The 7 baby steps to financial freedom (aka The Total Money Makeover) are as follows:
Have $1,000 in a small emergency fund
Not more, not less. A survey released last fall said that out of 7000 Americans polled, 69% of them had less than $1,000 in savings. Do WHATEVER you can to get $1,000 fast. If you have more than $1,000 you’re going to drop that down (you’ll find out what to do with it in step 2). If you have less than $1,000 you need to work extra jobs, sell things, eat every can of food in your house before going to the grocery store. Get $1,000 FAST.
Pay off all debt using the debt snowball
List all of your debts based on balance from smallest to largest, with no concern of interest rates. You are going to pay the minimum payment on all of them except the one that’s on the top. Then you’re going to attack that one like it stole your puppy. Extra jobs, selling things, over time, a scaled-back lifestyle. Whatever you can to get extra money, you throw it at the smallest one. Once that one is paid off you take the minimum balance on that one PLUS all of that extra money you’re earning and add that to the second smallest. Get the snowball idea? My friend Brittany wrote a post about it, so you can read more about it here.
Fully funded emergency fund
Having only $1,000 between you and disaster should scare you into destroying your debt. Once you’ve paid off debt, it’s time to start throwing all of that money into a real emergency fund that has 3-6 months expenses.
Invest 15% of income into retirement
Dave says to PAUSE all of your retirement investing prior to this step. Some people will say you can get rich on $20 here or there, but your greatest wealth building tool is your income and you need to free it up to build wealth before you really can. Having $120,000 in retirement funds that you can’t touch without penalties does you no good when someone loses their job and it takes 2 months to find a new one.

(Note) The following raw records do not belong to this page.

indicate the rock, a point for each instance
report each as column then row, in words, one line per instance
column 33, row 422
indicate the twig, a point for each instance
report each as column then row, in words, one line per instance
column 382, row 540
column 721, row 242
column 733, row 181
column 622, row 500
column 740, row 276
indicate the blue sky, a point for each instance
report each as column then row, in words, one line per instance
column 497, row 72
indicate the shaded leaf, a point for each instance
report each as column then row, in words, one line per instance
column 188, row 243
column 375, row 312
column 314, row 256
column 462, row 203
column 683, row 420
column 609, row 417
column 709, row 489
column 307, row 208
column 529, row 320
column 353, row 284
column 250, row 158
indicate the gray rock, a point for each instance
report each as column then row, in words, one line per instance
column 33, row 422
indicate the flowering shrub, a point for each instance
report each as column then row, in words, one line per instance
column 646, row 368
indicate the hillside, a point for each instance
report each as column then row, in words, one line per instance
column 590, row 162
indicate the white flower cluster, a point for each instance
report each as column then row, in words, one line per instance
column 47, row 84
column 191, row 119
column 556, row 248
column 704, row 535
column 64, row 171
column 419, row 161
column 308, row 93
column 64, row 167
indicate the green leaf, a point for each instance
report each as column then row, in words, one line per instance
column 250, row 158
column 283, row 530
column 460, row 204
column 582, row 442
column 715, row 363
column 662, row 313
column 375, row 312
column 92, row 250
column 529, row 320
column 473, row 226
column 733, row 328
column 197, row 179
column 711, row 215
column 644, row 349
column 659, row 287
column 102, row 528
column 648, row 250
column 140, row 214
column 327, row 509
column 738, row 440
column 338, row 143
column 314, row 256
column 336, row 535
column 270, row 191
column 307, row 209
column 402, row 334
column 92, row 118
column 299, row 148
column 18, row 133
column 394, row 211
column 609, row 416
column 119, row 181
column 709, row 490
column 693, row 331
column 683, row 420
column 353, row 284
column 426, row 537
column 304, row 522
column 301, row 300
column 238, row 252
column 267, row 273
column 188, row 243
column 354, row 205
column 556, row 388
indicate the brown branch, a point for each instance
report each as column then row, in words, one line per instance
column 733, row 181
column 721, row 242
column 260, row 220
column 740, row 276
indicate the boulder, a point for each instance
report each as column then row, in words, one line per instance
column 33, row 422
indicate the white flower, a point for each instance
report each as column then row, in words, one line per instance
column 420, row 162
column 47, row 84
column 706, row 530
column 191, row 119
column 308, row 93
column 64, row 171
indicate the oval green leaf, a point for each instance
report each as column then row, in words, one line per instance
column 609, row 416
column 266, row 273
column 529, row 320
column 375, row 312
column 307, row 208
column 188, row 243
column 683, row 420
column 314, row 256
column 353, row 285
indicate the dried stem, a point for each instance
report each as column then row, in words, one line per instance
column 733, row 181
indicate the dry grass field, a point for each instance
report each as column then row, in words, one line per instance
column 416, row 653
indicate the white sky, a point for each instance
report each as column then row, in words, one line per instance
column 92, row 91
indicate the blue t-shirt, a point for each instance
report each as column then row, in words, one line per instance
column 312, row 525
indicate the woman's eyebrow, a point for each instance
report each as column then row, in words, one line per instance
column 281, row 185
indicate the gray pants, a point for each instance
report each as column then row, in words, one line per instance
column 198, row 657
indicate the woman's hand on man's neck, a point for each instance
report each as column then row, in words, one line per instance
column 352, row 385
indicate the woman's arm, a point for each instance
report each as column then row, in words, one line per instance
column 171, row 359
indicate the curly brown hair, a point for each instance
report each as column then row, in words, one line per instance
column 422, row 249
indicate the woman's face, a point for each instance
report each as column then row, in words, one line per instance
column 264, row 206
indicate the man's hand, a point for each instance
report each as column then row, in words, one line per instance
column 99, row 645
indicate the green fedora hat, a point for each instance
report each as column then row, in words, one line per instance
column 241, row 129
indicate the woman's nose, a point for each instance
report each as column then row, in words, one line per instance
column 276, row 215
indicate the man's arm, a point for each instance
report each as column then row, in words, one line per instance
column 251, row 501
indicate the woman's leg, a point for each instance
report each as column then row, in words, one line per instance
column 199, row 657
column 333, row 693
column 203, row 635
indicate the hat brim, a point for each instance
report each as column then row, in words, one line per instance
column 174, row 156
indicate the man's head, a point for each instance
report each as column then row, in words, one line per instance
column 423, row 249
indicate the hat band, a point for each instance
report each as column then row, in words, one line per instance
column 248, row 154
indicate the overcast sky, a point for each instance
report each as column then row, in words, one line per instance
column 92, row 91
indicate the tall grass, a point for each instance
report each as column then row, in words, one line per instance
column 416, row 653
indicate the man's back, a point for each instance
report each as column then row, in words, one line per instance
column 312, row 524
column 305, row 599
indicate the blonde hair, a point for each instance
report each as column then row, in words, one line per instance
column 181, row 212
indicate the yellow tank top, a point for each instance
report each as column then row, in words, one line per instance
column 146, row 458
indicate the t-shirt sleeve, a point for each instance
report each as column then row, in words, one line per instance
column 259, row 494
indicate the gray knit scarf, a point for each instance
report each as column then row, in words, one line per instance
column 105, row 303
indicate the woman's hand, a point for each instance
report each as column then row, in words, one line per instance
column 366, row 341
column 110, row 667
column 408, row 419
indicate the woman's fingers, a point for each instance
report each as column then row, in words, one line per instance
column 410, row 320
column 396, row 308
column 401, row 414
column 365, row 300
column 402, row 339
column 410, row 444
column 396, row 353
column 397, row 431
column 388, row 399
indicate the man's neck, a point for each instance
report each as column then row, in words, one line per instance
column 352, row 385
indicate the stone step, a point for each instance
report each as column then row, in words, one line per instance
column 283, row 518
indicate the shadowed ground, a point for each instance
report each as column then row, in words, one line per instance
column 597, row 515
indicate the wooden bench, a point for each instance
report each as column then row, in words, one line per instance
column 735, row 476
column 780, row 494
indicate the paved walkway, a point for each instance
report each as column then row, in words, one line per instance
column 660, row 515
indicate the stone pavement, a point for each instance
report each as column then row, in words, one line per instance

Your emergency fund is what will save you, not a huge nest egg.
College funds for kids
4, 5 and 6 happen all at once because your income is yours, remember? You’re not sending someone else your money to take care of things you did before you could afford it. Start setting up college funds for your children.
Pay off the home early
Most people who commit to the Total Money Makeover pay off their house in SEVEN YEARS. We live in a society where debt is SO NORMAL and SO ACCEPTED that nobody even thinks of a mortgage as debt, but imagine if you have LITERALLY NO PAYMENTS. You don’t owe ANYTHING to ANYONE. That is the beginning of wealth, which is step 7.
Become outrageously wealthy and generous
The tagline of this whole thing is “live like no one else now so that later you can live – and give – like no one else.” The idea of the Total Money Makeover isn’t so you can sit and pat yourself on the back with how much money you have. When you have wealth, you are set up to give in ways that are unfathomable. You make sure your money is divided into three categories: enjoy, save and give. There’s really nothing else to do with money at this point. You’ve changed your family tree and can be a huge blessing to other people.
This is the foundation of all of Dave’s advice he gives on The Dave Ramsey Show and it’s a quick glance at what he writes in depth about in The Total Money Makeover. If you’re interested in the idea but think it might be a boring read, check out his daughter Rachel Cruze’s book Love Your Life, Not Theirs, which is a different spin on the Total Money Makeover.
PHEW! If you’ve made it to the end, I congratulate you! AND I want to know what your story is! Where are you at with your finances? I’m no Dave Ramsey, but do you have any questions?